By Kantian she means Kant’s view that humans are moral agents and we relate to each other as ends in ourselves. By contrast people are unfree under capitalism because they are units of production or sales. I ask would you rather be a rich philistine or a poor artist?
Ipi believes the left is an internationalist movement and all solutions that stop at national borders are flawed. Women’s liberation, for example, frees middle class Western women to work, because immigrant female labour watches their children.
The solution is state care of children, but by who? 86% of UK primary school teachers are female and 76% at all ages. As in the NHS, white British people are over-represented. It seems women look after the kids regardless. Liberation looks like environmentalism in that it’s against more than it’s for.
Church and State
If regions and genders have their own parliaments, what about religions? There is no separation of Church and State in the UK, unlike the US, which is more religious. 20% of Americans with no religion pray daily compared with only 6% of the UK’s Christians.
The challenge is that religions recognise a higher authority than the state. There is no liberationist zeal to extend its reach. There is also no debate about the best outcome and no need for a parliament. But there must be courts to enforce religious laws determined by unelected leaders.
Sharia law has been recognised in the UK since 1982, but has no legal standing and is only for civil issues. Acceptance is voluntary to the degree that peer pressure is optional. If your support system rejects you because you don’t accept its teachings, there are few places to turn.
Form and Substance
Minority rights are mainstream because the left has abandoned its opposition to capitalism. The difference in economics between the UK’s two main parties is a marginal debate about the tax burden. The left needs a rallying cry and minority rights are perfect. The campus protests in the US suggest something similar.
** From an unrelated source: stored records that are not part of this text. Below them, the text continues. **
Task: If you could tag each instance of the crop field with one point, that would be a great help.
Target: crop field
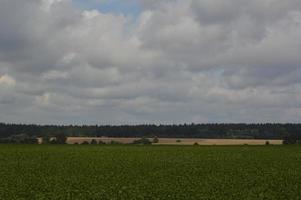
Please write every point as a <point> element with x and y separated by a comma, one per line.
<point>149,172</point>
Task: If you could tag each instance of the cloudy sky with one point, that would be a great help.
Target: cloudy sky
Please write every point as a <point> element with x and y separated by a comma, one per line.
<point>150,61</point>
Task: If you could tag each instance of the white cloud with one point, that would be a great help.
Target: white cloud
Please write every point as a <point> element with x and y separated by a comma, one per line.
<point>179,61</point>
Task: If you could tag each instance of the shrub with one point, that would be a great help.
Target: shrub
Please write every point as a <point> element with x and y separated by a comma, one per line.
<point>93,141</point>
<point>155,140</point>
<point>101,142</point>
<point>143,141</point>
<point>115,142</point>
<point>85,143</point>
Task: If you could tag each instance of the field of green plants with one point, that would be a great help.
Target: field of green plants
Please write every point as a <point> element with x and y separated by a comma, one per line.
<point>149,172</point>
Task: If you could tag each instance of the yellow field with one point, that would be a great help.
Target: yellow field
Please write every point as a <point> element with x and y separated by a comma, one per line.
<point>178,141</point>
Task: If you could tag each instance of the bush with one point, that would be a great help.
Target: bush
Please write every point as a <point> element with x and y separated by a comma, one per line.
<point>85,142</point>
<point>115,142</point>
<point>19,139</point>
<point>101,142</point>
<point>155,140</point>
<point>143,141</point>
<point>93,141</point>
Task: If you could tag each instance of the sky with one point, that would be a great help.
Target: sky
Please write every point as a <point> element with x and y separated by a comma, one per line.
<point>150,61</point>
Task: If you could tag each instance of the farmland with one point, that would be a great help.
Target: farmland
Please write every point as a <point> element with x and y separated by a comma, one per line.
<point>149,172</point>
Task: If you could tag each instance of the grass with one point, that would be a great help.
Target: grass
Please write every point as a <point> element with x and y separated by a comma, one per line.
<point>149,172</point>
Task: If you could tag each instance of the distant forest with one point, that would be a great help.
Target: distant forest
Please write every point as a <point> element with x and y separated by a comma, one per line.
<point>239,131</point>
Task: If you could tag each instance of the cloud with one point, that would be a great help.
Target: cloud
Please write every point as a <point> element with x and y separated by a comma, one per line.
<point>178,61</point>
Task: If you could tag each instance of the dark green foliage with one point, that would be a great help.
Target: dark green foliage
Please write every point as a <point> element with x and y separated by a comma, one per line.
<point>60,138</point>
<point>19,139</point>
<point>156,139</point>
<point>93,141</point>
<point>85,143</point>
<point>113,142</point>
<point>70,172</point>
<point>101,142</point>
<point>143,141</point>
<point>244,131</point>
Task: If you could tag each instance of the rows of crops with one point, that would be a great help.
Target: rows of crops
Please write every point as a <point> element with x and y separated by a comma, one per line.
<point>149,172</point>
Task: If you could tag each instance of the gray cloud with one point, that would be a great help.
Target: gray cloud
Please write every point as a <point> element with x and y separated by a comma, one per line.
<point>179,61</point>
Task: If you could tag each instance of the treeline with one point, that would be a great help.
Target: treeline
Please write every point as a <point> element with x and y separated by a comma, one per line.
<point>239,131</point>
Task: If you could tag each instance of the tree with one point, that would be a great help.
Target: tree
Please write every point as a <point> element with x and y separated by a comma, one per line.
<point>143,141</point>
<point>60,138</point>
<point>93,141</point>
<point>155,140</point>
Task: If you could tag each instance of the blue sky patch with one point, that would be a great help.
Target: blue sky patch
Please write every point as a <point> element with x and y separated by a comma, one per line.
<point>128,7</point>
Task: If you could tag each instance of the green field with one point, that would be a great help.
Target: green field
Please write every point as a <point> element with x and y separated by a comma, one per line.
<point>150,172</point>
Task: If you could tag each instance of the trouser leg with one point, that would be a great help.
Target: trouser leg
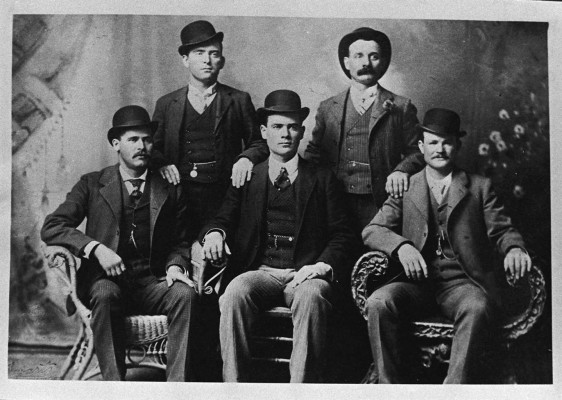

Devolution was recognition of the rights of minorities in an attempt to quieten dissent. It’s a fix in form for an issue of substance. Money is the answer that will not be given. Governments survive because of tax-raising power and a monopoly on violence. Give up either and lose the other. Then there’s nothing.
Some minorities are content with recognition. The gay lobby is one. A study suggests gay men are paid 5% less than heterosexual in the UK, while lesbians are paid 7% more than straight women. There is no equal pay for equal work issue here. Financial comfort douses the desire to fight.
Other minorities desire institutional change. This includes nationalists, liberationists and religious groups. This is a debate about where rights come from. Democracies based on one voice, one vote cannot afford positive discrimination that undermines this principle.
The Silent Majority
It is much easier to be against than for something. Minority parliaments might ban drinking alcohol but must enforce it. London prevents drinking on the tube because the police report to City Hall. It’s hard to see a parliament of the poor, of women, or LGBTQIA+ having an army.
The politics of cause plays an important role uniting opposition to government. These coalitions breakdown when asked to be for rather than against. The marriage of convenience between Scottish nationalists and Greens is over, while gay and religious groups will fight forever.
The right often claims to speak for a silent majority. This is the reasonably well off who won’t rock the boat. They are why Cameron thought he’d defeat Brexit. The problem of silence is no one listens, while the people’s leaders assumed they’d win the debate.
As Machiavelli said, a vested interest in the public good is why only the people may be trusted to deliver it. He meant all the people rather than a minority.